In [1]:
import pandas as pd

In [3]:
stats = pd.read_csv('complete_stats.csv')
del stats['Unnamed: 0']
pd.isnull(stats).sum() # can see some % are None
stats = stats.fillna(0)

In [4]:
predictors = ['Age', 'G', 'GS', 'MP', 'FG', 'FGA', 'FG%', '3P',
       '3PA', '3P%', '2P', '2PA', '2P%', 'eFG%', 'FT', 'FTA', 'FT%', 'ORB',
       'DRB', 'TRB', 'AST', 'STL', 'BLK', 'TOV', 'PF', 'PTS', 'Year',
       'W', 'L', 'W/L%', 'GB', 'PS/G', 'PA/G', 'SRS']

In [6]:
train = stats[stats['Year'] < 2021]
test = stats[stats['Year'] >= 2021]

**Linear Regression (Ridge) Model**

In [7]:
# using linear Ridge regression first
from sklearn.linear_model import Ridge

reg = Ridge(alpha=0.1)
reg.fit(train[predictors], train['Share'])

Ridge(alpha=0.1)

In [8]:
predictions = reg.predict(test[predictors])
predictions = pd.DataFrame(predictions, columns=['Predictions'], index=test.index)

In [9]:
comb = pd.concat([test[['Player', 'Share']], predictions], axis=1)
comb.sort_values('Share', ascending=False).head(10)
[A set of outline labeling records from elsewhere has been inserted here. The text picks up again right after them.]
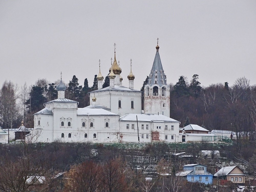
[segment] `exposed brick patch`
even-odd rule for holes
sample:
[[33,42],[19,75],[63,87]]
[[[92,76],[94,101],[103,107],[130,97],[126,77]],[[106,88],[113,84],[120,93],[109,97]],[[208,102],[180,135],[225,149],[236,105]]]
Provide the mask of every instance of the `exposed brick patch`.
[[152,137],[152,141],[160,141],[159,139],[159,132],[158,131],[152,131],[151,135]]

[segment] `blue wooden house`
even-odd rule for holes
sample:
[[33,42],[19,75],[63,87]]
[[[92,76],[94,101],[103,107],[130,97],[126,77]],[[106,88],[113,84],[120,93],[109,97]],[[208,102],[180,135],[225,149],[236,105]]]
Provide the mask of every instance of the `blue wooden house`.
[[176,176],[183,177],[190,182],[198,182],[206,184],[212,183],[212,175],[206,170],[207,166],[199,164],[188,164],[183,166],[183,171]]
Unnamed: 0,Player,Share,Predictions
641,Nikola Jokić,0.961,0.154306
663,Nikola Jokić,0.875,0.195133
837,Joel Embiid,0.706,0.193757
11678,Giannis Antetokounmpo,0.595,0.224689
9018,Joel Embiid,0.58,0.162713
3843,Stephen Curry,0.449,0.142386
10338,Giannis Antetokounmpo,0.345,0.207436
907,Devin Booker,0.216,0.095222
11469,Luka Dončić,0.146,0.164077
1499,Chris Paul,0.138,0.072293


In [10]:
comb = comb.sort_values('Share', ascending=False)
comb['Rk'] = list(range(1, comb.shape[0]+1))

In [11]:
comb = comb.sort_values('Predictions', ascending=False)
comb['Predicted_Rk'] = list(range(1, comb.shape[0]+1))

In [12]:
# gets average precision score for specified year
def find_ap(totStats):
  # get top 5 nba mvp winners
  actual = totStats.sort_values('Share', ascending=False).head(5)
  pred = totStats.sort_values('Predictions', ascending=False)
  ps = []
  found = 0
  seen = 1
  for idx, row in pred.iterrows():
    if row['Player'] in actual['Player'].values: 
      found += 1
      ps.append(found / seen)

    seen += 1
  return sum(ps) / len(ps)

Note: The error metric we are using here is the precision score we have defined above

In [13]:
find_ap(comb)

0.9107142857142857

In [14]:
def add_ranks(preds):
  preds = preds.sort_values('Predictions', ascending=False)
  preds['Predicted_Rk'] = list(range(1, preds.shape[0]+1))
  preds = preds.sort_values('Share', ascending=False)
  preds['Rk'] = list(range(1, preds.shape[0]+1))
  preds['Diff'] = preds['Rk'] - preds['Predicted_Rk'] # adding diff metric to see if rank is accurate
  return preds

In [15]:
def backtest(stats, model, years, predictors):
  aps = []
  all_predictions = []
  for year in years:
    train = stats[stats["Year"] < year]
    test = stats[stats["Year"] == year]
    model.fit(train[predictors],train["Share"])
    predictions = model.predict(test[predictors])
    predictions = pd.DataFrame(predictions, columns=["Predictions"], index=test.index)
    combination = pd.concat([test[["Player", "Share", 'Year']], predictions], axis=1)
    combination = add_ranks(combination)
    all_predictions.append(combination)
    aps.append(find_ap(combination))
  return sum(aps) / len(aps), aps, pd.concat(all_predictions)

In [18]:
years = list(range(1991,2023))
mean_ap, aps, all_preds = backtest(stats, reg, years[5:], predictors)

In [21]:
all_preds[all_preds['Year'] == 2022].sort_values('Predictions', ascending=False)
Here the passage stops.